SEPTEMBER 13, 2016 — Chesterfield, U.K., headquartered Cathelco reports that its Evolution ballast water treatment (BWT) system has begun shipboard testing for U.S. Coast Guard Type Approval.
The system has been installed on the Svendborg Strait a 1085 TEU containership owned by Carsten Rehder of Hamburg.
“From the start of this project to the final completion we appreciate the care and attention to detail from Cathelco, leading to a smooth, trouble free installation. We are very pleased with the outcome and look forward to continuing our relationship with Cathelco”, said Julian Glogowski, technical director at Carsten Rehder.
The installation follows the completion of the land-based testing phase at Marine Eco Analytics (MEA-nl).
The Evolution ballast water management system, based on a combination of filtration and UV technology is being tested for Type Approval to the “live/dead” standard demanded by the U.S. Coast Guard.
“The system on the Svendborg Strait was installed a day ahead of schedule within a very confined area, demonstrating the flexibility of the equipment,” said Peter Smith, sales director of Cathelco.
The installation of the 500 cu.m/h Evolution system was carried out in under eight days at the Norderwerft shipyard in Hamburg. Commissioning and crew training was carried out on the ship’s first voyage.

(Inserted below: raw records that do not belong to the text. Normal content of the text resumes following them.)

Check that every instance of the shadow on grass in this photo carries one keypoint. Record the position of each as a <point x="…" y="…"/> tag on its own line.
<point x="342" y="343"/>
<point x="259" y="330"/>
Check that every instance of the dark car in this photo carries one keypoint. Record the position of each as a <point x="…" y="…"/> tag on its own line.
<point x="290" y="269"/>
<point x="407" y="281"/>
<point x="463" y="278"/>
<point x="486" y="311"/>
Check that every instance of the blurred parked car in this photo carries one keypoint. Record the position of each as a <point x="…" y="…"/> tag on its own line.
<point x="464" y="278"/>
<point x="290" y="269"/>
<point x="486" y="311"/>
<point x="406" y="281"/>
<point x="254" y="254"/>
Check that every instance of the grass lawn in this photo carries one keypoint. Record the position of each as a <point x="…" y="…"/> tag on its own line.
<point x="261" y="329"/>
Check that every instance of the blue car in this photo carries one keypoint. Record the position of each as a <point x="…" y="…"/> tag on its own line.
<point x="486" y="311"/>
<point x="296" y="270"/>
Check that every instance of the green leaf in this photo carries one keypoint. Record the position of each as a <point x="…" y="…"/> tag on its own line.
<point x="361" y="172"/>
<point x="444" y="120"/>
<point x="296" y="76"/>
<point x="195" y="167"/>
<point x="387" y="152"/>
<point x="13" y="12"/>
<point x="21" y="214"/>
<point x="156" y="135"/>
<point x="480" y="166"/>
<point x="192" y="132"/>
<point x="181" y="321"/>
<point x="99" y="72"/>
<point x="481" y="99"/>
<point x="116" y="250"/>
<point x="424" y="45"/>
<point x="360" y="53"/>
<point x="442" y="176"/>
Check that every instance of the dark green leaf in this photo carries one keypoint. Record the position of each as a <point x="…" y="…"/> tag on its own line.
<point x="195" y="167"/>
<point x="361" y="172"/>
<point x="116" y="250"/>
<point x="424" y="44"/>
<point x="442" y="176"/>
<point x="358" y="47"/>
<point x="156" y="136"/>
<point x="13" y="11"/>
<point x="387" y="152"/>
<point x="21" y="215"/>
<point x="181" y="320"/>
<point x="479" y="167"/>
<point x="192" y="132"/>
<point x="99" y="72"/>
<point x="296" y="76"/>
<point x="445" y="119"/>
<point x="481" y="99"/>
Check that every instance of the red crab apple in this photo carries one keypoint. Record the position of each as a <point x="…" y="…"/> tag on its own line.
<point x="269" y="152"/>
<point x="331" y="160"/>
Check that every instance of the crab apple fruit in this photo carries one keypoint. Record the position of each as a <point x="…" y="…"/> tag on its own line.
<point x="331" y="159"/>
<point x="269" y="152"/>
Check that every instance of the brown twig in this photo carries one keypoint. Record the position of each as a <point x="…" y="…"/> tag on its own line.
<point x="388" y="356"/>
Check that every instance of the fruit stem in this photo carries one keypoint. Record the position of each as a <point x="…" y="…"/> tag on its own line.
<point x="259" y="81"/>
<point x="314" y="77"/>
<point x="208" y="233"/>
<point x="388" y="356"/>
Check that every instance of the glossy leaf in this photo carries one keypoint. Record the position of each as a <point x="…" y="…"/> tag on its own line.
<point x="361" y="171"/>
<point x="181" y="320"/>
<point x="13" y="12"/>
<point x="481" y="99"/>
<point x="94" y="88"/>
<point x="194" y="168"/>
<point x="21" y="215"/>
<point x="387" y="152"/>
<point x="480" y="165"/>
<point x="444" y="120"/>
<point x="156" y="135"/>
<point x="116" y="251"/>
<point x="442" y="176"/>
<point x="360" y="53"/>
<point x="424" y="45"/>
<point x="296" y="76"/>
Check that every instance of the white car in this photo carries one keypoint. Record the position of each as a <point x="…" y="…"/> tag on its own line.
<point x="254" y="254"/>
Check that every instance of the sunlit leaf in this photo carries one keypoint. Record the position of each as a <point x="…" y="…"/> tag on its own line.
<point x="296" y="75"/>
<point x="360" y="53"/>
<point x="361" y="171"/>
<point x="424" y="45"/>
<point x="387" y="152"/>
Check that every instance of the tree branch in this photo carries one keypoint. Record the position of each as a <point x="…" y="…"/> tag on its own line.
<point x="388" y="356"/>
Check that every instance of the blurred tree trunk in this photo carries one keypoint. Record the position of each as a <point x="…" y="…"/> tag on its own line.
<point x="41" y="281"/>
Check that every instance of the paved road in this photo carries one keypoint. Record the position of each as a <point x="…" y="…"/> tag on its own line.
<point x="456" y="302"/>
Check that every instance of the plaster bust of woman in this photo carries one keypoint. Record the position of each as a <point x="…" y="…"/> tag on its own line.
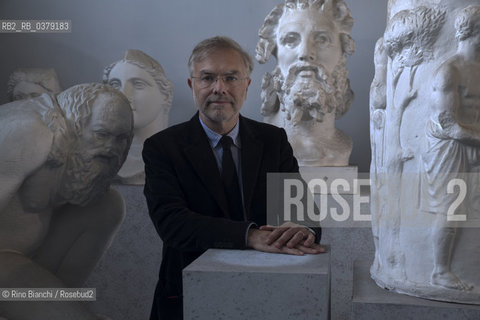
<point x="142" y="80"/>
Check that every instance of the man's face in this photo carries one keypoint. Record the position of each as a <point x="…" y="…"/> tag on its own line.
<point x="141" y="90"/>
<point x="220" y="103"/>
<point x="307" y="37"/>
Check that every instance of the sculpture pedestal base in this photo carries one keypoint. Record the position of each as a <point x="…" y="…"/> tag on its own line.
<point x="330" y="174"/>
<point x="372" y="302"/>
<point x="123" y="290"/>
<point x="247" y="284"/>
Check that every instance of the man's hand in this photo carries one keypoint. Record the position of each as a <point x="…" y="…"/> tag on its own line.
<point x="289" y="234"/>
<point x="264" y="239"/>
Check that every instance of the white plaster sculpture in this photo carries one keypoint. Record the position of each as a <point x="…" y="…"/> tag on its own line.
<point x="150" y="93"/>
<point x="26" y="83"/>
<point x="309" y="89"/>
<point x="57" y="212"/>
<point x="425" y="133"/>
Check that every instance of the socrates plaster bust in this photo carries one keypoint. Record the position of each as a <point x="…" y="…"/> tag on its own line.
<point x="26" y="83"/>
<point x="57" y="212"/>
<point x="309" y="88"/>
<point x="150" y="93"/>
<point x="425" y="106"/>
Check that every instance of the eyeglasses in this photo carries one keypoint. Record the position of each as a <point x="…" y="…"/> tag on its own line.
<point x="207" y="80"/>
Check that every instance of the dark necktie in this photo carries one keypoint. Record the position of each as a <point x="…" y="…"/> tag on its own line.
<point x="230" y="181"/>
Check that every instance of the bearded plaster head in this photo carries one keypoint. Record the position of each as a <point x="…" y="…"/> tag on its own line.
<point x="310" y="40"/>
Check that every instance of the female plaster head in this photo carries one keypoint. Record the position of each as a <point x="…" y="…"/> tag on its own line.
<point x="144" y="83"/>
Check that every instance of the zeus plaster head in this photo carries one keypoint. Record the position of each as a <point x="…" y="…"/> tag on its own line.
<point x="310" y="40"/>
<point x="144" y="83"/>
<point x="25" y="83"/>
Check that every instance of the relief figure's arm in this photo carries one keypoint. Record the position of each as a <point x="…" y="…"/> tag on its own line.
<point x="445" y="104"/>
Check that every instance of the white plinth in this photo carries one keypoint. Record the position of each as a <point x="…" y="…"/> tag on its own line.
<point x="247" y="284"/>
<point x="373" y="303"/>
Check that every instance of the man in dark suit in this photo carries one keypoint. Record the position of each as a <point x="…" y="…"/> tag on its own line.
<point x="189" y="169"/>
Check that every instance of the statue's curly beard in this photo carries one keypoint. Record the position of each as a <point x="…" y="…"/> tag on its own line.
<point x="87" y="177"/>
<point x="306" y="98"/>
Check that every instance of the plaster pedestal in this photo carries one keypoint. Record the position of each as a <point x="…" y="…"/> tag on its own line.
<point x="126" y="276"/>
<point x="372" y="303"/>
<point x="247" y="284"/>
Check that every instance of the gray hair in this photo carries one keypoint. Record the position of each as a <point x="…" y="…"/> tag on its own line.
<point x="144" y="61"/>
<point x="45" y="78"/>
<point x="467" y="22"/>
<point x="336" y="9"/>
<point x="206" y="46"/>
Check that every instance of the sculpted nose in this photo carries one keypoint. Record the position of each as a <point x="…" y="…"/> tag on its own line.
<point x="128" y="91"/>
<point x="307" y="52"/>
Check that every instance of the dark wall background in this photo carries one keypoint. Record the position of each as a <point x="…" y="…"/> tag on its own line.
<point x="167" y="30"/>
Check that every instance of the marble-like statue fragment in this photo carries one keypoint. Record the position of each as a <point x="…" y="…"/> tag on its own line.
<point x="143" y="81"/>
<point x="57" y="212"/>
<point x="425" y="134"/>
<point x="26" y="83"/>
<point x="309" y="88"/>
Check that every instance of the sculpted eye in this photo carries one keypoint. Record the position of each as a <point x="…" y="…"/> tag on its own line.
<point x="322" y="39"/>
<point x="115" y="83"/>
<point x="291" y="39"/>
<point x="101" y="134"/>
<point x="140" y="84"/>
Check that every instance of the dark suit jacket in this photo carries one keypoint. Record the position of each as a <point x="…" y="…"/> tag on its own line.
<point x="185" y="195"/>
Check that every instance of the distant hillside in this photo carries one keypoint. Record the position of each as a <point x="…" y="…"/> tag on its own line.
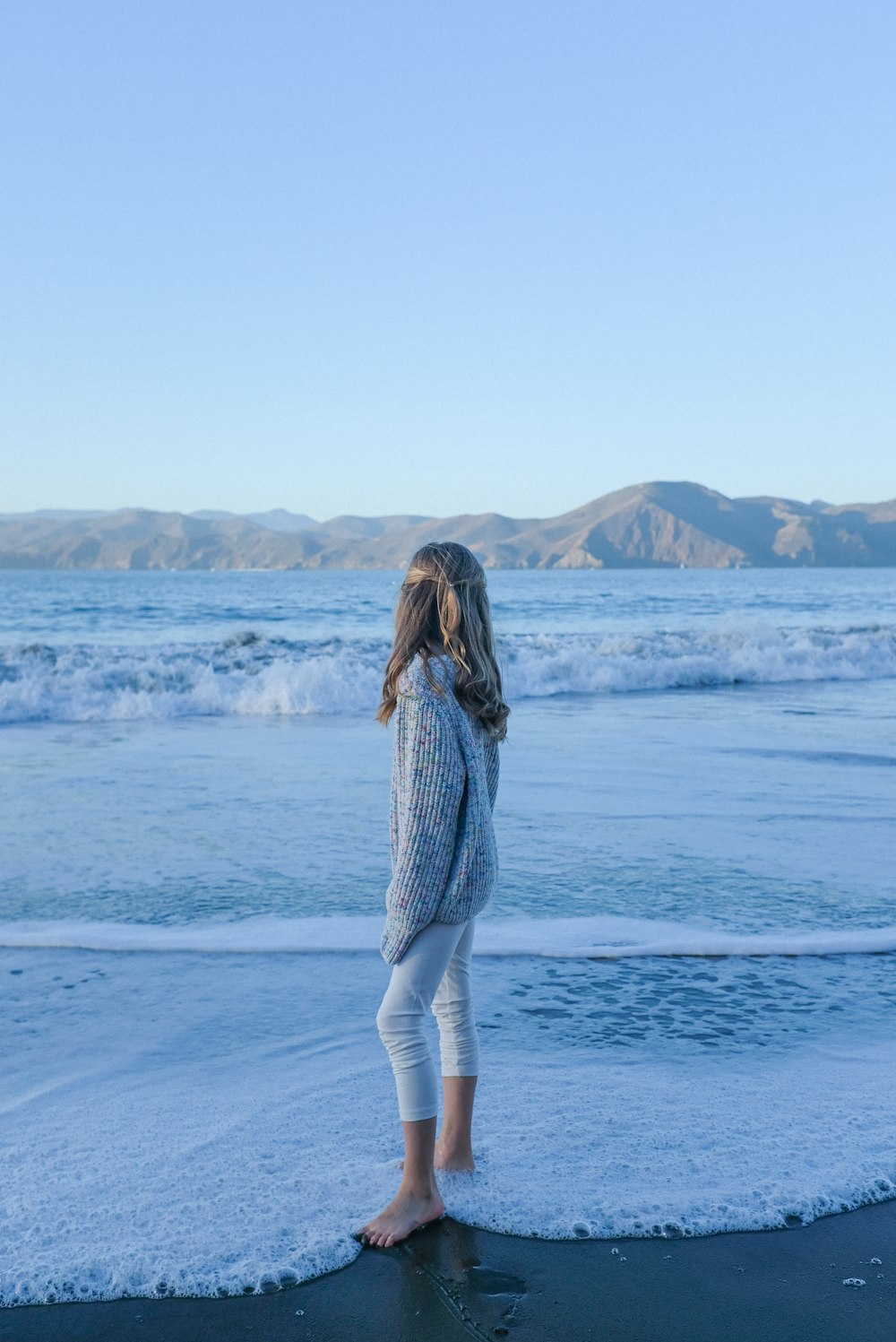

Cathelco says that important factor in the smooth running of the installation was the use of Munchmeyer Petersen Steamship (MPC) as project managers.
“Retrofitting a ballast water treatment system will always be challenging and demanding. The secret is in the planning, communication and close co-operation with all the parties concerned, this resulted in this installation being completed one day ahead of schedule. We are proud to be partners with Cathelco as the demand for BWT systems accelerates,” said Stewart Richard Ayre, Senior Project Manager, MPC Münchmeyer Petersen Marine GmbH
It is anticipated that the results of land-based testing will be compiled and completed by November 2016. Shipboard testing is schedule for completion by the end of March 2017 with the aiming of achieving U.S. Coast Guard Type Approval before the third quarter of 2017.
The Evolution system will supersede the original Cathelco BWT system which was launched in 2014 and already has IMO Approval and AMS certification. Prior installations include systems for ships ranging from ro-ro carriers to offshore supply vessels.
A key factor in the design of the Cathelco Evolution system is the ability to precisely adjust the UV dosage according to the prevailing sea water conditions. The system uses a UVT sensor to measure UV light transmittance – the amount of UV radiation passing through a sample of sea water before it reaches the UV chambers. This is a reliable parameter for calculating the UV dose as well as ensuring that power is used economically.
Other important features of the system are stepless power control, inlet manifolds designed to make the water flow in a helix to increase exposure time during irradiation, and a chemical free cleaning system.